SELECT count( distinct Id1, Id2) FROM `Connections2`;
-- output = 6 , so we have 6 unique edges in our graph
-- if this were an odd number we'd know for sure that the
-- graph is directed, as it would mean we'd have one edge
-- that does not have an inverse. Here we could have two
-- such edges, in which case we still don't know
-- Let's create a temporary table that is like connections2
-- but without duplicates
CREATE TABLE tempConn SELECT DISTINCT * FROM Connections2;
-- contents is
-- 1 2
-- 2 1
-- 2 3
-- 3 2
-- 2 4
-- 4 5
-- create another version of tempConn, i.e.
CREATE TABLE tempConn2 SELECT * FROM tempConn;
-- contents is
-- 1 2
-- 2 1
-- 2 3
-- 3 2
-- 2 4
-- 4 5
-- Join the two tables on rows where Id1, Id2 of one table is equal
-- to the Id2, Id1 of the other.
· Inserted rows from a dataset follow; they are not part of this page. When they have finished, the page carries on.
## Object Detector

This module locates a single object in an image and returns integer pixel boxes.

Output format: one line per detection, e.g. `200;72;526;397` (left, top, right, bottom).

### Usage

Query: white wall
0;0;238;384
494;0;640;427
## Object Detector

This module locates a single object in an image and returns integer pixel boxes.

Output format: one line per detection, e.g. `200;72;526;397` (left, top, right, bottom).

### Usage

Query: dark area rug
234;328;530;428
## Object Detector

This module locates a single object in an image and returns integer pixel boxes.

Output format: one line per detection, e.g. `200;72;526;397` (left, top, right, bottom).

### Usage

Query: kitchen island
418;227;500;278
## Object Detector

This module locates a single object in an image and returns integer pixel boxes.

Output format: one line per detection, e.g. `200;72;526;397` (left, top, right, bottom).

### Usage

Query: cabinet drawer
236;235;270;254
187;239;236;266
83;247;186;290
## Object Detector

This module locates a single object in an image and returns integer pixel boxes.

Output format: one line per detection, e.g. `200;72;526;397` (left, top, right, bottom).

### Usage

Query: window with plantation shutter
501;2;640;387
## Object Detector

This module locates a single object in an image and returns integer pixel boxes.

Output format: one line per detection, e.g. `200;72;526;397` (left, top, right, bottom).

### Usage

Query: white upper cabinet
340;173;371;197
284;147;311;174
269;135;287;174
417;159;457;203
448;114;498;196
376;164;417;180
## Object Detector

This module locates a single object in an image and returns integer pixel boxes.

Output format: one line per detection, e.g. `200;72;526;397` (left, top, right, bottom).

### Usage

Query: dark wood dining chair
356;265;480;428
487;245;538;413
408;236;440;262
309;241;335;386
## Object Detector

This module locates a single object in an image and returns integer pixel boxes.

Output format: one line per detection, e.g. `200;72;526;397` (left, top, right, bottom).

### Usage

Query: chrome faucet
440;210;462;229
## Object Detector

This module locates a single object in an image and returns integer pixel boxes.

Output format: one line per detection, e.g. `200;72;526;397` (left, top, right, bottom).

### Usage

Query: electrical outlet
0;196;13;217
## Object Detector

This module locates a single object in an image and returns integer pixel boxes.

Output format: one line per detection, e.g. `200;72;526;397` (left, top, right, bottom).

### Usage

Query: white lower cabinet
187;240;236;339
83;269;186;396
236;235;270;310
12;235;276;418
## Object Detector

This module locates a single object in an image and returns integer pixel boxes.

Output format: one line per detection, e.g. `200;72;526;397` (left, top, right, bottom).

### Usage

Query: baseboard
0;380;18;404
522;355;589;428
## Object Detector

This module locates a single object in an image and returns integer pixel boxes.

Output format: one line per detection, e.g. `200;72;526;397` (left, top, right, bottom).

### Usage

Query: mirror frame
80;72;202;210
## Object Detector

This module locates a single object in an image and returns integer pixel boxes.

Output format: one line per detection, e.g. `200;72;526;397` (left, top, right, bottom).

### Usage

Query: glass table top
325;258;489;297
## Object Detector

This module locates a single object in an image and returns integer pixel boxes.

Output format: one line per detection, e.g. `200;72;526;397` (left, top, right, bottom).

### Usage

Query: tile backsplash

In other words, join together the
-- edges that are going from Node A to Node B, and from Node B to Node A
select tempConn.Id1, tempConn.Id2, tempConn2.Id1 as Id1b, tempConn2.Id2 as Id2b
from tempConn join tempConn2
on tempConn.Id2 = tempConn2.Id1 and tempConn.Id1= tempConn2.Id2;
-- output
-- 2 1 1 2
-- 1 2 2 1
-- 3 2 2 3
-- 2 3 3 2
-- Now do the same thing with an outer join: If there are edges that
-- do not have reciprocating edges, then NULLs will show up in the table
-- Let's try a left join:
select tempConn.Id1, tempConn.Id2, tempConn2.Id1 as Id1b, tempConn2.Id2 as Id2b
from tempConn left join tempConn2
on tempConn.Id2 = tempConn2.Id1 and tempConn.Id1= tempConn2.Id2;
-- output
-- 2 1 1 2
-- 1 2 2 1
-- 3 2 2 3
-- 2 3 3 2
-- 2 4 NULL NULL
-- 4 5 NULL NULL
-- Ah! There are some edges that do not have matching reciprocal edges.
-- The graph IS therefore a directed graph!
-- We can delete the extra tables
DROP TABLE tempConn;
DROP TABLE tempConn2;
-- Apply this algorithm to the real ''Connections2'' table, and find out that the original graph, too, is directed.